Principal Peter Creedon, St Aidan’s Primary School
St Aidan’s primary school: children take control of learning
St Aidan’s 7 to 11 year olds use iPod touch or iPad with every subject in their Irish primary curriculum. The children choose and find the resources they need, and share their learning with classmates. Teachers report that pupils are retaining much more information since the devices were introduced into the classroom. Motivation and behaviour is transformed.
iPod touch and iPad play a big part in ensuring differentiated student education – critical for a school situated in an area of high unemployment, with a wide range of learning abilities present in the classroom. The iPad is a particularly valuable aid for children with special needs, and is used in the school for children with General Learning Difficulties, Autism, Speech and Language Disorder, and Specific Learning Difficulties.
“We’ve seen hugely impressive results with the iPod and iPad,” says St Aidan’s Principal, Peter Creedon. “Personal control over learning is at the root. The children learn more thoroughly if they have ownership of what they are doing, and they remember what they’ve learned – the whole purpose of education.
“Some of the most exciting work now is with the iPad. Its bigger screen size gives us great flexibility to use compelling educational apps for children with different kinds of special needs. We’re collaborating with the University College Dublin to research in detail how the iPad helps our children with reading and speaking difficulties.
“Using iPod and iPad is not a one-off project for us,” he stresses. “Pupils have become highly motivated, teachers are invigorated, and parents are impressed by their children’s new enthusiasm for learning. Hand held learning is here to stay at St Aidan’s.”
Stunning impact
St Aidan’s is in Enniscorthy, in Ireland’s rural County Wexford. It is co-educational and has 870 students The school is organised with integrated all-ability lessons. Children assessed with special needs and specific learning difficulties also learn in separate groups.
Peter Creedon is a self-confessed technology enthusiast, but admits he found hand held learning a difficult concept to grasp at first.
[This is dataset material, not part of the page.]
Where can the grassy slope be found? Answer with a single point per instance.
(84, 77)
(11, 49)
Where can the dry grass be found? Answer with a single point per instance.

When he was invited to see how children in Burnt Oak Junior National School in England were using iPod touch, he returned to St Aidan’s “more than impressed”.
With local funding, the school bought 50 iPod touch devices for two classes of 11 year olds, to pilot over a four-month period. The two class teachers were not expert in ICT, so the test was meaningful for every teacher in the school.
One of the two teachers in the pilot was Sarah Maher, who says she was stunned by the iPod’s impact in her class.
“The iPod transformed the attitudes and behaviour of the children straight away,” she explains. “Part of it was because it was cool to use, of course, but that doesn’t explain how it changed the children’s whole approach to learning, and the way they were completely absorbed in the lessons. It was clear that the iPod represented something just for them to use and to make decisions about, not something the teacher was trying to control.”
Student led learning
This boost to student led learning was a major reason why Peter viewed the pilot as a success. “We wanted to get away from the ‘sage on the stage’ approach to teaching,” he says. “Suddenly we had a powerful way for teachers to become facilitators, and make the learning relationship truly collaborative.”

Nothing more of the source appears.